Submitted to: Transactions of the ASAE
Publication Type: Peer Reviewed Journal
Publication Acceptance Date: January 3, 2002
Publication Date: June 1, 2002
Citation: POACH, M.E., HUNT, P.G., SADLER, E.J., MATHENY, T.A., JOHNSON, M.H., STONE, K.C., HUMENIK, F.J., RICE, J.M. AMMONIA VOLATILIZATION FROM CONSTRUCTED WETLANDS THAT TREAT SWINE WASTEWATER. TRANSACTIONS OF THE AMERICAN SOCIETY OF AGRICULTURAL ENGINEERS. 2002. V. 45. P. 619-627.

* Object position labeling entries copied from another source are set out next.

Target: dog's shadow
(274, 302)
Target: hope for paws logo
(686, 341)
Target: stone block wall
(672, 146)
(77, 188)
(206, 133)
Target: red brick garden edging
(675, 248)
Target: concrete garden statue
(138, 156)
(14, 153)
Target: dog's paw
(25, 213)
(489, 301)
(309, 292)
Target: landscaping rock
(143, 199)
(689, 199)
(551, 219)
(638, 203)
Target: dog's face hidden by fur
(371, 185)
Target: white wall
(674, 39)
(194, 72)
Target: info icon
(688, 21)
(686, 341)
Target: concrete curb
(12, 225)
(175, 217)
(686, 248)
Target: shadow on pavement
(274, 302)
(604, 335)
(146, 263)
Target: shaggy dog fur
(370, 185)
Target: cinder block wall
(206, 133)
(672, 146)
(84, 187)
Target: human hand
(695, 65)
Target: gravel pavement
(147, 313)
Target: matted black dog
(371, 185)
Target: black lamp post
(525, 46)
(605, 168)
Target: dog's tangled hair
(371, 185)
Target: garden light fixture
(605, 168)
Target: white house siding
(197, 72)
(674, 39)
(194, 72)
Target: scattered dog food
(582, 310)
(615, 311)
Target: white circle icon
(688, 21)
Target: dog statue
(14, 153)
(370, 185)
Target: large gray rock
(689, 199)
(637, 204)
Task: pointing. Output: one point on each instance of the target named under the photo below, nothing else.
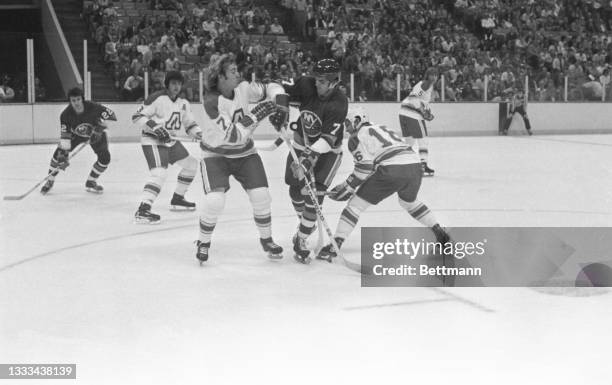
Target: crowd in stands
(181, 35)
(474, 44)
(13, 89)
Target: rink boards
(39, 123)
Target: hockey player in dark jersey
(317, 140)
(82, 121)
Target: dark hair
(74, 92)
(214, 70)
(173, 75)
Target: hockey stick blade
(20, 197)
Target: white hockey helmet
(355, 118)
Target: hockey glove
(258, 113)
(281, 116)
(426, 113)
(345, 190)
(161, 134)
(62, 158)
(307, 160)
(97, 133)
(263, 110)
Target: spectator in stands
(276, 28)
(133, 88)
(172, 63)
(190, 48)
(39, 90)
(7, 94)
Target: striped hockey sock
(348, 221)
(150, 193)
(97, 169)
(261, 202)
(297, 200)
(206, 229)
(420, 212)
(183, 182)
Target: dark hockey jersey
(318, 118)
(84, 123)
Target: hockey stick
(184, 139)
(309, 188)
(20, 197)
(319, 244)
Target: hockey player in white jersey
(414, 111)
(228, 149)
(384, 165)
(161, 117)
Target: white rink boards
(80, 283)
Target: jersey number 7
(384, 141)
(174, 123)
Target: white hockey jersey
(417, 100)
(374, 145)
(222, 134)
(159, 109)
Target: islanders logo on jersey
(311, 123)
(84, 129)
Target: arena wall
(39, 123)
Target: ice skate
(93, 187)
(47, 186)
(178, 203)
(302, 253)
(274, 251)
(426, 170)
(328, 252)
(144, 215)
(202, 251)
(441, 234)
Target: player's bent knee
(358, 204)
(213, 203)
(189, 164)
(260, 197)
(408, 205)
(295, 192)
(159, 174)
(104, 158)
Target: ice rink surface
(80, 283)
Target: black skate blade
(304, 261)
(144, 221)
(275, 257)
(330, 260)
(93, 190)
(181, 208)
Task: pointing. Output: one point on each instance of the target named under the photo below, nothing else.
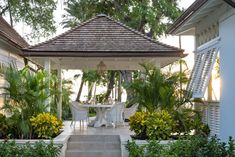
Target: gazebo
(101, 40)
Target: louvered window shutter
(201, 73)
(214, 118)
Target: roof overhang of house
(185, 24)
(103, 39)
(9, 34)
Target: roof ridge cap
(141, 34)
(64, 33)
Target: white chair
(128, 112)
(79, 113)
(114, 116)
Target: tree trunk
(80, 91)
(90, 89)
(110, 84)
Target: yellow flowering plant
(46, 125)
(138, 124)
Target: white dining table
(101, 110)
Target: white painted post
(47, 66)
(59, 104)
(227, 73)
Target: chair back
(128, 112)
(117, 112)
(78, 112)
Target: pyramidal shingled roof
(102, 36)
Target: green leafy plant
(46, 125)
(3, 126)
(195, 146)
(231, 147)
(159, 125)
(27, 93)
(134, 149)
(10, 149)
(138, 124)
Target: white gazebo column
(47, 66)
(59, 104)
(227, 72)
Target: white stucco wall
(227, 66)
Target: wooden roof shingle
(10, 35)
(102, 37)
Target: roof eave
(27, 53)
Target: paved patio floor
(84, 130)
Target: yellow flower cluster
(46, 125)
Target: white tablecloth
(100, 114)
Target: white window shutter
(201, 73)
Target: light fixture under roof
(101, 67)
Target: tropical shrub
(46, 125)
(134, 149)
(138, 124)
(3, 126)
(10, 149)
(159, 125)
(196, 146)
(27, 94)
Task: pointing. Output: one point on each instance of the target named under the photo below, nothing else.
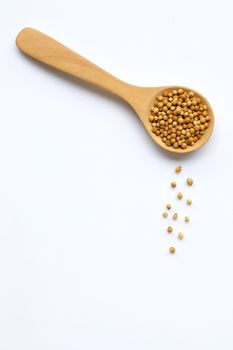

Interpretive Summary: Animal production is a major component of agriculture in the USA. It is vital to both food stability and economic health. Increasingly, large-scale animal production occurs in confinement where enormous per-unit-area quantities of waste are generated. With the increased scale of production, new technologies are needed to deal with the waste. Constructed wetlands are considered an alternative treatment because they are operationally simple and because treatment is achieved through natural processes. However, one natural process that may occur is ammonia volatilization because animal waste is high in ammonia. Ammonia volatilized to the atmosphere can cause acid rain and, with redeposition, the overfertilization of natural systems. A study on constructed wetlands that treat swine wastewater found that a relatively small amount of ammonia volatilization was occurring. Therefore, ammonia volatilization was not the dominant nitrogen loss mechanism in these wetlands. The major treatment mechanism seems to be the process of nitrification-denitrification where nitrogen is returned to the atmosphere as harmless dinitrogen. Constructed wetlands as a component of a total wastewater treatment system offer an acceptable treatment alternative to animal waste lagoons.

Technical Abstract: Increasingly, large-scale animal production occurs in confinement where enormous per-unit-area quantities of waste are generated. With the increased scale of production, new environment-friendly technologies are needed to deal with the waste. Constructed wetlands are considered an alternative treatment, but it is not known if ammonia volatilization governs nitrogen removal in these systems. The objective of this research was to quantify the ammonia volatilization from constructed wetlands treating swine wastewater. In May and July of 2000, a specially designed enclosure was used to measure ammonia volatilization from constructed wetlands receiving swine wastewater. Laboratory and field calibration tests indicated that the enclosure was effective at measuring ammonia volatilization. In wetland tests, 7 to 16% of the nitrogen load (16 to 53 kg N/ha/day) was removed through volatilization, and volatilization accounted for 12 to 33% of nitrogen removed by the wetlands. Although ammonia losses should not be ignored, results indicated that ammonia volatilization was not a dominant mechanism for nitrogen loss from these wetlands.